Ces hausses vont également impacter les coûts de production des
entreprises africaines. Conséquence: la dépréciation du franc CFA va
rendre la facture des importations facturées en dollars beaucoup plus
salée et accentuer l’inflation au niveau des deux zones CFA d’Afrique
tout en creusant davantage les déficits commerciaux. Et ce sont les pays
qui n’ont pas d’hydrocarbures et des produits agricoles à exporter qui
seront les plus affectés par cette situation.
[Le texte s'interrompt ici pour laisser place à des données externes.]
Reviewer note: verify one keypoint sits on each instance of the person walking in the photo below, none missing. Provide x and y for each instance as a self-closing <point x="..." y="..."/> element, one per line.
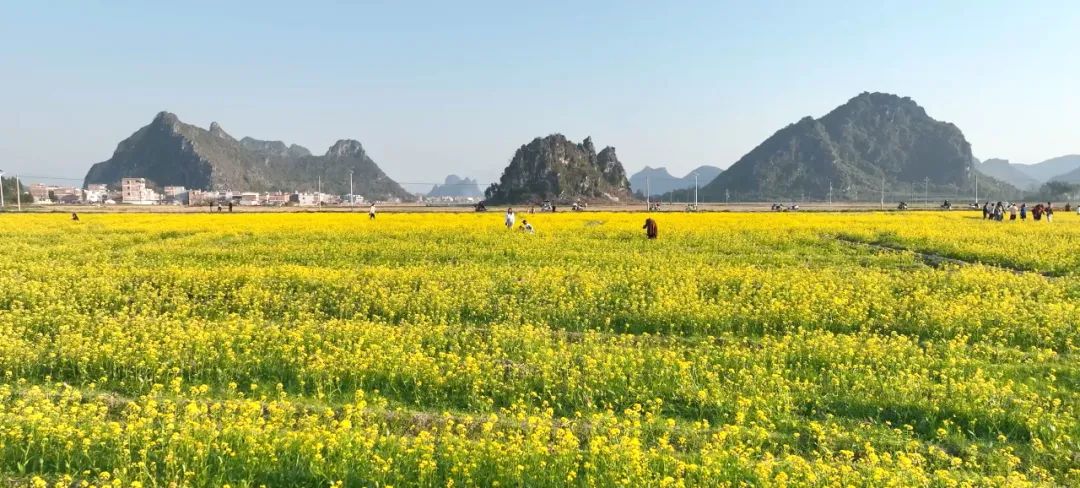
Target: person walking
<point x="510" y="219"/>
<point x="650" y="228"/>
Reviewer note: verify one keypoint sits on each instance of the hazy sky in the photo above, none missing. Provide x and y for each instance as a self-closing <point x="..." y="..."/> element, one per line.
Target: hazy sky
<point x="440" y="87"/>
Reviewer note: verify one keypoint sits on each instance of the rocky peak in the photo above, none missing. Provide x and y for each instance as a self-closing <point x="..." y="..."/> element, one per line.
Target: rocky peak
<point x="555" y="168"/>
<point x="346" y="148"/>
<point x="216" y="131"/>
<point x="167" y="119"/>
<point x="588" y="145"/>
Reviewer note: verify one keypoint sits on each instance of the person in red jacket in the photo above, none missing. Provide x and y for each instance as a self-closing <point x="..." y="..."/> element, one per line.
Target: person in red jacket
<point x="650" y="228"/>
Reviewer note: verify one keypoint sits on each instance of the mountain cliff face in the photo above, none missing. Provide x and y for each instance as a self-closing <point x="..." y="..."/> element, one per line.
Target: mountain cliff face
<point x="170" y="152"/>
<point x="555" y="168"/>
<point x="660" y="181"/>
<point x="872" y="136"/>
<point x="457" y="187"/>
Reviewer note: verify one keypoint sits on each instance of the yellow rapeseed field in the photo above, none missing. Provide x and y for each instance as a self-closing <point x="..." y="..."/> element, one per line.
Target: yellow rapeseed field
<point x="864" y="349"/>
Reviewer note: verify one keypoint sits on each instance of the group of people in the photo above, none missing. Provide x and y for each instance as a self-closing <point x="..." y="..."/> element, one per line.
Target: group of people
<point x="651" y="230"/>
<point x="998" y="211"/>
<point x="219" y="206"/>
<point x="511" y="218"/>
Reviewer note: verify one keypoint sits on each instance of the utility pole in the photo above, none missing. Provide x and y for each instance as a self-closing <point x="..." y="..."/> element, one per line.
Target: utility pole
<point x="648" y="195"/>
<point x="926" y="192"/>
<point x="882" y="192"/>
<point x="696" y="191"/>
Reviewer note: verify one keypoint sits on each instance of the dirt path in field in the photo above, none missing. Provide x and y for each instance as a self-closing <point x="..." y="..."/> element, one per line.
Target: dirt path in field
<point x="936" y="259"/>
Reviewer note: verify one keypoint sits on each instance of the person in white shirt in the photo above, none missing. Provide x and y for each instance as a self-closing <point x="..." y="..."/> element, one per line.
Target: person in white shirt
<point x="510" y="218"/>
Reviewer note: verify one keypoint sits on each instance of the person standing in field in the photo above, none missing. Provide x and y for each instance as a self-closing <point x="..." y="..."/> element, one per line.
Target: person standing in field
<point x="510" y="219"/>
<point x="650" y="228"/>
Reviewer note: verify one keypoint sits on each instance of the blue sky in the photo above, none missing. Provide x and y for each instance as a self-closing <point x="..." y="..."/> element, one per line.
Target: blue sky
<point x="439" y="87"/>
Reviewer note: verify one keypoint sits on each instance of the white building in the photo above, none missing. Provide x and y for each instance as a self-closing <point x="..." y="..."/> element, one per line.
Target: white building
<point x="96" y="193"/>
<point x="177" y="194"/>
<point x="134" y="191"/>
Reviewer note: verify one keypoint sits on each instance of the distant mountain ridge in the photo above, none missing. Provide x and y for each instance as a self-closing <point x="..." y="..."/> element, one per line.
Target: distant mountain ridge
<point x="660" y="181"/>
<point x="871" y="137"/>
<point x="170" y="152"/>
<point x="457" y="187"/>
<point x="1004" y="171"/>
<point x="555" y="168"/>
<point x="1029" y="177"/>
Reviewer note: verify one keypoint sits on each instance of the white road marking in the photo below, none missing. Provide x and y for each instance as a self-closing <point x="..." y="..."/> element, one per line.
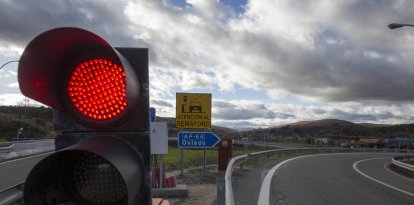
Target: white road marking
<point x="14" y="160"/>
<point x="376" y="180"/>
<point x="264" y="196"/>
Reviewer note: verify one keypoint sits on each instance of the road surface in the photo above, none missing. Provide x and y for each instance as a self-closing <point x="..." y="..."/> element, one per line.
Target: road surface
<point x="15" y="171"/>
<point x="349" y="178"/>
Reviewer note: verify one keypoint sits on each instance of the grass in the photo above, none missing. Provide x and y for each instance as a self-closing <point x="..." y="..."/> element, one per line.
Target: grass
<point x="194" y="157"/>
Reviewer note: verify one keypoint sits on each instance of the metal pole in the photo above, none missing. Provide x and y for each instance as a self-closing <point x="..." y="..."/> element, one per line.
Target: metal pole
<point x="205" y="162"/>
<point x="161" y="170"/>
<point x="182" y="161"/>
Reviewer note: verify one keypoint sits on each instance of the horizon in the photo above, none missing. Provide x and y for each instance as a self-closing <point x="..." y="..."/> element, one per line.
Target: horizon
<point x="266" y="63"/>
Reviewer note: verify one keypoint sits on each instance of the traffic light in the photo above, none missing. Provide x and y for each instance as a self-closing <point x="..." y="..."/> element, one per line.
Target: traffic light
<point x="100" y="99"/>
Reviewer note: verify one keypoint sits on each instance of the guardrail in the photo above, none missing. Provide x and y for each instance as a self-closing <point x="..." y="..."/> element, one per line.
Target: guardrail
<point x="405" y="168"/>
<point x="228" y="189"/>
<point x="11" y="195"/>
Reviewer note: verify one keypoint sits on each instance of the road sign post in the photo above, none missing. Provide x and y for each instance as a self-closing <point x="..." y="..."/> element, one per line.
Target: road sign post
<point x="197" y="140"/>
<point x="193" y="110"/>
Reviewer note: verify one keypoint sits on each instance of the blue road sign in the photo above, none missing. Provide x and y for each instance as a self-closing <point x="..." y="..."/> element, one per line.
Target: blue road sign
<point x="152" y="114"/>
<point x="197" y="139"/>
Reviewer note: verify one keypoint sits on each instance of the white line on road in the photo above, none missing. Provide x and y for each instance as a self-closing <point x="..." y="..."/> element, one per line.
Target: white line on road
<point x="264" y="196"/>
<point x="14" y="160"/>
<point x="376" y="180"/>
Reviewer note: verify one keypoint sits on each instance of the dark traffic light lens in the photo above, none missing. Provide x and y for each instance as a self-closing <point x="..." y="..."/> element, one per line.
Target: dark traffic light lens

En outre, cette dépréciation significative du franc CFA par rapport au
dollar se traduira par un renchérissement du coût du service de la dette
libellées en dollar pour les pays de la région. Il faudra mobiliser plus
de francs CFA pour rembourser la dette. Bref, les balances des
opérations courantes des pays de la région seront négativement impactés,
exceptés celles des pays exportateurs de pétrole (Congo, Gabon, Guinée
équatoriale,…) et/ou de produits agricoles (Côte d’Ivoire).
Enfin, les déplacements vers les Etats-Unis deviendront beaucoup plus
coûteux pour les voyageurs africains, qui devront faire face à la
flambée des prix des billets d’avion à cause de l’impact du coût du
kérosène (facturé en dollar) et à la dépréciation du franc CFA par
rapport au dollar qui fait que, comparativement à une année en arrière,
les voyageurs africains à destination des Etats-Unis, toutes choses
égales par ailleurs, devront désormais disposer de plus de francs CFA
pour acquérir une même quantité de dollars.
Notons que l’espoir d’un ralentissement de la dépréciation du franc CFA
vis-à-vis du dollar repose sur la décision de la Banque centrale
européenne (BCE) de relever ou non son taux directeur pour faire face à
l’inflation sans pour autant affecter la croissance de la région. C’est
dire que les 14 pays des deux zones CFA sont désarmés face à l’envolée
du dollar par raport à leur «monnaie unique».